Помню, как наш прапорщик Володин отходил. Я тогда рядом сидел, чего-то базарил не по делу про «мужик, прорвемся». В общем, обычный порожняк, который в ход пускают, когда другой уже того, ласты вот-вот склеит.
А тут у Володина кровь хлещет. А он опытный, с самого семьдесят девятого «за речкой», не то что мы, только после стодневки приехали, как пингвины в Африку… ну он и говорит: «Погоди ты, Иволга, не гоношись. Дай моментом насладиться». Я ему такой: «Володин, каким моментом?» А он: «Не понимаешь ты пока, это как внутри какой электроприбор включается, когда подыхаешь, светло и тепло…»

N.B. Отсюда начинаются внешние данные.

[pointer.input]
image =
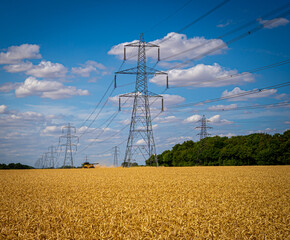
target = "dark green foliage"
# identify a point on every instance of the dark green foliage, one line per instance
(253, 149)
(15, 166)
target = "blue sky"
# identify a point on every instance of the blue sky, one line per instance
(58, 58)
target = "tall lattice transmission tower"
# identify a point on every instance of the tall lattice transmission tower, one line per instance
(203, 128)
(140, 140)
(51, 156)
(70, 144)
(116, 154)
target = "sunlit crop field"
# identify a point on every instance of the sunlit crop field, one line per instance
(146, 203)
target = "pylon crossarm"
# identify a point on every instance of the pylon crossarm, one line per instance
(149, 71)
(138, 44)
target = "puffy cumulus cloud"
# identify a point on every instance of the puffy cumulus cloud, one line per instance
(202, 76)
(15, 54)
(172, 44)
(222, 25)
(141, 142)
(273, 23)
(86, 69)
(47, 69)
(51, 130)
(168, 100)
(167, 119)
(19, 67)
(193, 118)
(19, 119)
(47, 89)
(216, 120)
(7, 87)
(237, 90)
(223, 107)
(3, 109)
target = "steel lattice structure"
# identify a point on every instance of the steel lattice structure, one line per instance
(203, 128)
(69, 145)
(140, 139)
(52, 158)
(116, 154)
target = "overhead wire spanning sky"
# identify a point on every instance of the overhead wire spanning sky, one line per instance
(58, 61)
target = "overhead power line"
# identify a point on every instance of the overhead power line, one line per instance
(282, 8)
(249, 107)
(254, 91)
(246, 72)
(190, 24)
(227, 43)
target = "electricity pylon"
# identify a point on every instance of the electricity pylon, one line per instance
(140, 139)
(68, 158)
(203, 128)
(39, 162)
(203, 134)
(116, 154)
(52, 158)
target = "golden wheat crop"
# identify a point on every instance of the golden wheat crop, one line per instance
(146, 203)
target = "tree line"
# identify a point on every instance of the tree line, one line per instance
(253, 149)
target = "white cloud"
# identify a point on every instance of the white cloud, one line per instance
(3, 109)
(15, 54)
(222, 25)
(47, 89)
(52, 130)
(47, 69)
(18, 67)
(167, 119)
(87, 68)
(223, 107)
(202, 76)
(7, 87)
(237, 90)
(174, 43)
(273, 23)
(141, 142)
(193, 118)
(216, 120)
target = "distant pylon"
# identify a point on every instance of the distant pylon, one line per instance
(116, 154)
(203, 128)
(68, 158)
(45, 160)
(52, 158)
(140, 140)
(39, 162)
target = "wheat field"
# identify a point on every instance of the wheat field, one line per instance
(146, 203)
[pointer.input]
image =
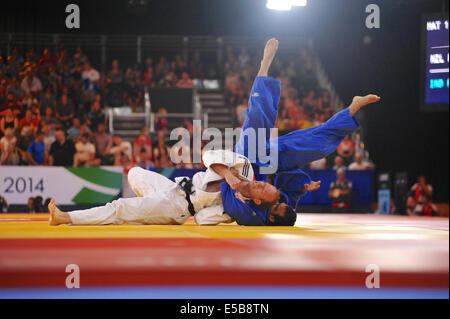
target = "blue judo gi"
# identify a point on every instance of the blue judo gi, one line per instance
(294, 150)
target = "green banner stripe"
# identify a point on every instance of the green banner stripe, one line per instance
(90, 196)
(98, 176)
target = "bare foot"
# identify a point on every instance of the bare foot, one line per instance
(361, 101)
(57, 217)
(270, 50)
(269, 53)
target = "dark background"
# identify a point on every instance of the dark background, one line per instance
(398, 135)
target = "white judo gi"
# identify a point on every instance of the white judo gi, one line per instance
(161, 201)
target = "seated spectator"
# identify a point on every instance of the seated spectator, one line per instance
(426, 208)
(49, 120)
(31, 120)
(96, 116)
(90, 77)
(359, 163)
(62, 150)
(346, 149)
(11, 103)
(421, 190)
(8, 121)
(340, 191)
(132, 95)
(85, 154)
(8, 139)
(143, 142)
(36, 150)
(114, 82)
(30, 83)
(196, 66)
(319, 164)
(74, 131)
(117, 147)
(339, 163)
(185, 81)
(142, 158)
(65, 111)
(24, 141)
(48, 99)
(3, 204)
(49, 138)
(10, 155)
(421, 194)
(15, 89)
(30, 206)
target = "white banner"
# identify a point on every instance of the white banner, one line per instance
(68, 185)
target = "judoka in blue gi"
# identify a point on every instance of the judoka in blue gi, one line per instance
(292, 152)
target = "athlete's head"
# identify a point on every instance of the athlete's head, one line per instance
(260, 193)
(281, 214)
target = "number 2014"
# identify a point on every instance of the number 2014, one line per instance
(22, 184)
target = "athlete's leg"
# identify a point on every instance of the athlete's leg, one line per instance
(144, 182)
(304, 146)
(262, 108)
(157, 209)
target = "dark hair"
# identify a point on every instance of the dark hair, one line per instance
(289, 218)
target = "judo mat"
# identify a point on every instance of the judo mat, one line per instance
(323, 256)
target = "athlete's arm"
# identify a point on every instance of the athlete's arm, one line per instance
(226, 173)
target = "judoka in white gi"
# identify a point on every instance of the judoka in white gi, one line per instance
(161, 201)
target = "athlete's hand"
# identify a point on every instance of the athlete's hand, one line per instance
(240, 197)
(313, 186)
(233, 181)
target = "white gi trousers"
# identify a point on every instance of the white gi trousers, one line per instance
(161, 201)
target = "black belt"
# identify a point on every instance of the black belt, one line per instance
(187, 187)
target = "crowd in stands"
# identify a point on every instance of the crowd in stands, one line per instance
(302, 104)
(53, 108)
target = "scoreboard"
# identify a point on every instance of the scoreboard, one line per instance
(435, 80)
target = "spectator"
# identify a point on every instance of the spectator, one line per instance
(90, 77)
(102, 141)
(319, 164)
(50, 120)
(340, 191)
(96, 116)
(65, 111)
(31, 120)
(339, 163)
(11, 103)
(8, 121)
(36, 150)
(25, 139)
(10, 155)
(62, 150)
(30, 83)
(114, 82)
(48, 99)
(196, 66)
(74, 131)
(143, 142)
(3, 204)
(15, 89)
(421, 191)
(359, 164)
(185, 81)
(30, 206)
(421, 194)
(117, 147)
(85, 152)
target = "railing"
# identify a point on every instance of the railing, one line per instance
(102, 49)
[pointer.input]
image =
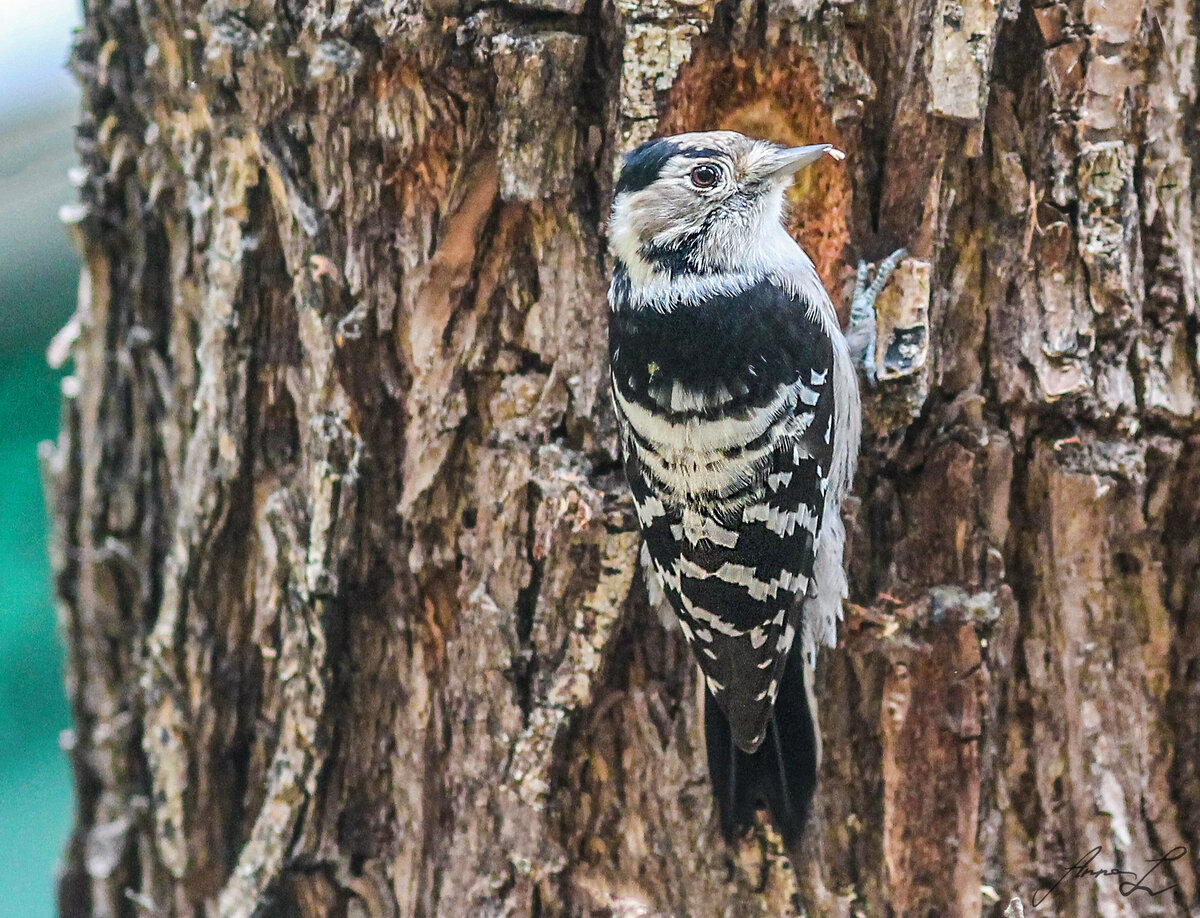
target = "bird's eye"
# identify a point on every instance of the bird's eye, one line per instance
(706, 177)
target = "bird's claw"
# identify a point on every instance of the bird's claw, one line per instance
(862, 333)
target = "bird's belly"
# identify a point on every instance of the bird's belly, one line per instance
(706, 478)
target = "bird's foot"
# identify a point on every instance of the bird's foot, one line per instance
(862, 331)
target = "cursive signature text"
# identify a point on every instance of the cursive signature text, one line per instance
(1128, 882)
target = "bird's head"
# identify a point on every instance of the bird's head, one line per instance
(703, 203)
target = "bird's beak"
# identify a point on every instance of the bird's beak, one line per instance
(790, 161)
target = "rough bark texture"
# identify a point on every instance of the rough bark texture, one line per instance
(346, 564)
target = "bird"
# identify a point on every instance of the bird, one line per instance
(738, 419)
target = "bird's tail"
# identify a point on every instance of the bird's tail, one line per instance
(781, 774)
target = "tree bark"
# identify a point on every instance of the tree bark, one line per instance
(346, 563)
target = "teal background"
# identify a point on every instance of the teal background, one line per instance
(39, 276)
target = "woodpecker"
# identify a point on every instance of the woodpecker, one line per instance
(738, 415)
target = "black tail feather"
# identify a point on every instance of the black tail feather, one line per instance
(781, 774)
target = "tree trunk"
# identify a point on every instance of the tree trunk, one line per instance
(346, 563)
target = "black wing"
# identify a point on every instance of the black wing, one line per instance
(735, 551)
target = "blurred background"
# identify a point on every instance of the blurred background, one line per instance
(39, 274)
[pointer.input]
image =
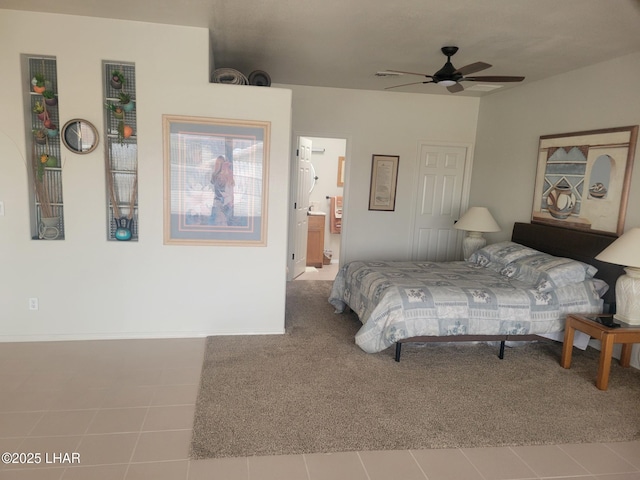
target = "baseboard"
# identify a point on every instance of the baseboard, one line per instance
(123, 336)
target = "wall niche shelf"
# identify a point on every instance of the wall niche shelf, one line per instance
(43, 147)
(121, 150)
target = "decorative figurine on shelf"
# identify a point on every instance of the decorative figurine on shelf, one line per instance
(39, 83)
(117, 79)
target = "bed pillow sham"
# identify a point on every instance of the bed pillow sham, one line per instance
(501, 254)
(546, 272)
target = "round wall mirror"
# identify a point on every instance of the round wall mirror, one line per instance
(79, 136)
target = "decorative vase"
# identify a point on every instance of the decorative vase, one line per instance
(561, 200)
(48, 228)
(124, 228)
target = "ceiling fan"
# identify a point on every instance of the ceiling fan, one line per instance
(450, 76)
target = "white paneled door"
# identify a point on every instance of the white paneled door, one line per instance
(301, 206)
(441, 188)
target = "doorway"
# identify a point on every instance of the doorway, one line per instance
(320, 240)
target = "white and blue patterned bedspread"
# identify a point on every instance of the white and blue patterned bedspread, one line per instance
(397, 300)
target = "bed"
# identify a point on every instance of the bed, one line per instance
(509, 291)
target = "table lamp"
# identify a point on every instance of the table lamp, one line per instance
(475, 221)
(625, 251)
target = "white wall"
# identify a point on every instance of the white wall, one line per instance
(91, 288)
(387, 123)
(510, 124)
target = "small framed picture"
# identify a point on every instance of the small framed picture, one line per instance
(384, 178)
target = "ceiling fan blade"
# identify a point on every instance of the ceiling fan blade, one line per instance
(472, 68)
(410, 73)
(406, 85)
(490, 78)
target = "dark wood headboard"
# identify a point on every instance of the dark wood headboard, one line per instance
(577, 244)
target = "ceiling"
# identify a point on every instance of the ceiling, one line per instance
(343, 43)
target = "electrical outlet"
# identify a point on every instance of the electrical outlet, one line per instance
(33, 303)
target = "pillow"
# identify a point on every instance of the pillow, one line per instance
(501, 253)
(546, 272)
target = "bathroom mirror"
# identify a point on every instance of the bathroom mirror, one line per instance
(79, 136)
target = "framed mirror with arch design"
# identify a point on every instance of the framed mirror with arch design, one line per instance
(80, 136)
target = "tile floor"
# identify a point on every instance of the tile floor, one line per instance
(122, 409)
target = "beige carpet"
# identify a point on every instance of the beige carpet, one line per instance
(313, 390)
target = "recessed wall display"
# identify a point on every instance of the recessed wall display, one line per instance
(215, 185)
(80, 136)
(583, 179)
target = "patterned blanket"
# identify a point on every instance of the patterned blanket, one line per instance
(397, 300)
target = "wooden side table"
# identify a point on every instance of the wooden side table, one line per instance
(627, 336)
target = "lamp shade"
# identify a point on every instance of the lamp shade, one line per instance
(477, 219)
(624, 251)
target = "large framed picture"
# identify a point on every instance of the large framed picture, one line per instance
(583, 179)
(384, 179)
(215, 181)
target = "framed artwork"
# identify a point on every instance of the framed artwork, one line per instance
(341, 171)
(215, 181)
(384, 179)
(583, 179)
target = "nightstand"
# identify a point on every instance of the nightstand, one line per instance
(627, 336)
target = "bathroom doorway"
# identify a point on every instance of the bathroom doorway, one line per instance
(326, 188)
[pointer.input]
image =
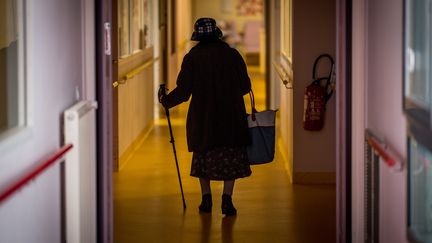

Я тогда не понял, в натуре. А сейчас, по ходу, это и было. Как волчара зубы сжал, так сразу тепло и светло. Западло, конечно, на полу лежать под этой тушей меховой. Но, с другой стороны, все лучше, чем в песках кровью брызгать.
– Не знаю я ни про какую каузальность, е-мое. Собрался убивать – убивай. Харэ… – я даже руки отпустил.
– Каузальность – это когда одно событие предшествует другому.
– Допустим. И чего?
– Ну как чего. Следи за мыслью. Ты мамке стал не нужен, так? Потом в детдом попал. Нужен ты там кому был? Ни хрена. Потом армия, учебка. Потом война. Потом гражданка! Да, но и на гражданке опять стрелки, разборки, базары и прочая хрень. Как ты думаешь, когда это все началось?
– Когда-когда… – даже обидно стало, что волчара так мою жизнь расписал, словно одна хрень за другой и хренью погоняет. – Когда. Получается так. Я почем знаю.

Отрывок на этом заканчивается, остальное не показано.